Sunday, November 01, 2009

Interesting Posts and Articles #228

  1. The Muqata has a sign from the New York City Health Department, in Yiddish and English, instructing people to wash their hands with soap, then wash again and say Asher Yatzar. I think this is necessary because otherwise people think that the ritual hand-washing is sufficient for the swine flu.


  2. Aish HaTorah on honoring abusive parents. An excerpt:

    It must be noted, however, that psychological and emotional factors have weight in the equation. If parents are abusive or the relationship is a toxic one, children are not obligated to tolerate pain or suffering. They may provide for their parents’ needs from a distance or through others. Subjecting oneself to unnecessary punishment is not mandated, indicated or desirable from a Torah perspective.

    The Talmud relates the instance of one of the great Sages who had a mentally deranged mother. It describes the abuse she subjected him to even in public settings. On one occasion, he was holding forth to an august body of scholars and his mother strode into the study hall and lashed out at him in front of the entire assemblage. The rabbi did not flinch or react. Clearly, he did not take it personally. He waited for her tirade to end and gently and lovingly escorted her out.

  3. At the Seforim blog, a review of Minhagei Lita. To excerpt, and give a taste of the tone of the critique:
    The author apparently spent eight years in Telshe Yeshiva in Lithuania, between 1930-38. It does not appear, according the brief biography at the end of the book, that the author went anywhere other than Telshe. See id. at 101-02. He makes no mention of visiting more established and larger Lithuanian cities of Vilna, Kovno, or Mintz for example. Indeed, in his introduction, he provides that he is "not so presumptuous and foolish to claim knowledge of all or even most of the area of Lithuanian avodah." Id. at 4. But, throughout the book, the author fails to remember this disclaimer. Instead, for example, the author asserts that "the minhag in Lithuania was to beat the Aravos," id. at 48, or that the neither "in the Telshe Yeshivah or anywhere else in Lithuania," id. at 50, did they repeat to the two readings of the zekher. How the author knew that these customs were uniform throughout Lithuania is unclear.

    This is not the only piece of his own advice the author ignores.
  4. Do these Orthodox behaviors indicate the Orthodox Jews don't believe in the power of prayer? E.g.:
    90 percent of the congregation comes late If you had an important meeting with someone far more important than you would you dream of shuffling in long after the start time? Of course not. The fact that the majority of nearly every Orthodox Jewish congregation arrives late to shul tells us something important about how the services are really viewed - at least by the latecomers.
    I am not persuaded. Maybe for some. But let us say that you have a regular meeting, 3 times a day, with the same important individual. And it is a group meeting, and people typically "waste" the first portion of the meeting anyway.
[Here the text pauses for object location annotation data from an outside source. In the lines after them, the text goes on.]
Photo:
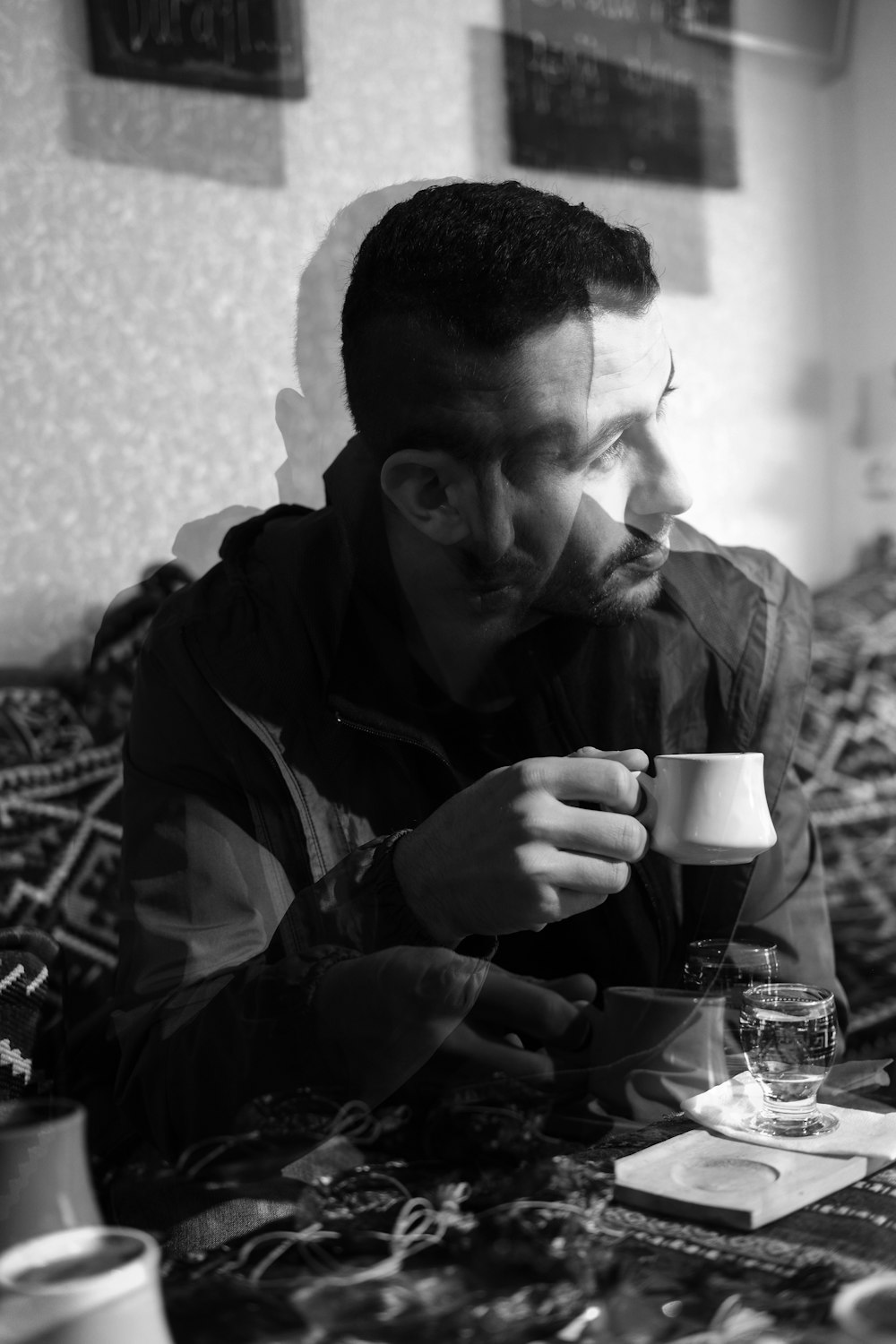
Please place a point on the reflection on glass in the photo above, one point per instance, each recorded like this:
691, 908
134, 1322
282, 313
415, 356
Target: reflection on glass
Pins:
788, 1034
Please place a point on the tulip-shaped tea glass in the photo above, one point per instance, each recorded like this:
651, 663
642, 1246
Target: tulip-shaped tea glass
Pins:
788, 1034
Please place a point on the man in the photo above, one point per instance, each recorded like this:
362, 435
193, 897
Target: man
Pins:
382, 798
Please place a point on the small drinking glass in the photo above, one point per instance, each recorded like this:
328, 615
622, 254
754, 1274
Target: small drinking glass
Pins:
788, 1035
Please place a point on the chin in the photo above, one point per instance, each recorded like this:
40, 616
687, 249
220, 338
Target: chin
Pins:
616, 601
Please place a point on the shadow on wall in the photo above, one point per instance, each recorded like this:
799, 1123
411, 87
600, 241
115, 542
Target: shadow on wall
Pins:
314, 424
201, 132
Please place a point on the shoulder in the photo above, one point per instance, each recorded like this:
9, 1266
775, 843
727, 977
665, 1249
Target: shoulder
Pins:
282, 569
737, 597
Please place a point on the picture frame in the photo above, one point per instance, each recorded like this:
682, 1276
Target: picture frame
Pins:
233, 46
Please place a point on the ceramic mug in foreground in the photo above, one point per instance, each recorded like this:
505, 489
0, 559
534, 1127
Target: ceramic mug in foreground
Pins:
708, 806
85, 1285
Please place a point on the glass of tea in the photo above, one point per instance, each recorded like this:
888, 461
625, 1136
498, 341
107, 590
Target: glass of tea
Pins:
788, 1035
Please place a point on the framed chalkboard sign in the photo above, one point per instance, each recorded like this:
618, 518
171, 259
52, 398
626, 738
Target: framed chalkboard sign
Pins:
239, 46
607, 88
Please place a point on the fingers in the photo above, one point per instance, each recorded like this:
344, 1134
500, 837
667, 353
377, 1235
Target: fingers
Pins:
578, 988
512, 1003
586, 779
632, 758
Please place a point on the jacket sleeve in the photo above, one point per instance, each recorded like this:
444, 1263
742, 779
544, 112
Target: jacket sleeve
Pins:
220, 948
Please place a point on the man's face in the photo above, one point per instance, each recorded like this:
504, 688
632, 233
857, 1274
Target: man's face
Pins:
576, 515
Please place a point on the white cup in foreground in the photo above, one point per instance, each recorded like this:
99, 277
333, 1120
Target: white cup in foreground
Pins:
708, 806
83, 1285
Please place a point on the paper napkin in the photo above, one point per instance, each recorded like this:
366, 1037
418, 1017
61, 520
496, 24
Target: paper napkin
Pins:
728, 1107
  5. Rechovot on a service for writing the perfect dvar Torah.

  6. At Revach, the Debriciner Rav on using an electric dryer for netilas yadayim.

  7. The burqa lady petitions the Red Cross. Just like certain people demonstrated in front of the UN on behalf of the Münchhausen mother. I understand working within the legal system to defend someone you think innocent, but this feels to me like a betrayal. I understand why Rafi G. wonders whether it is mesirah.

  8. HaEmtza on the tyranny of the majory imposing chumros on the public.

  9. A settlement in the flying imams case.

  10. Here at parshablog, what to do when the masorah opposes the Zohar, on the spelling of a word in Lech Lecha.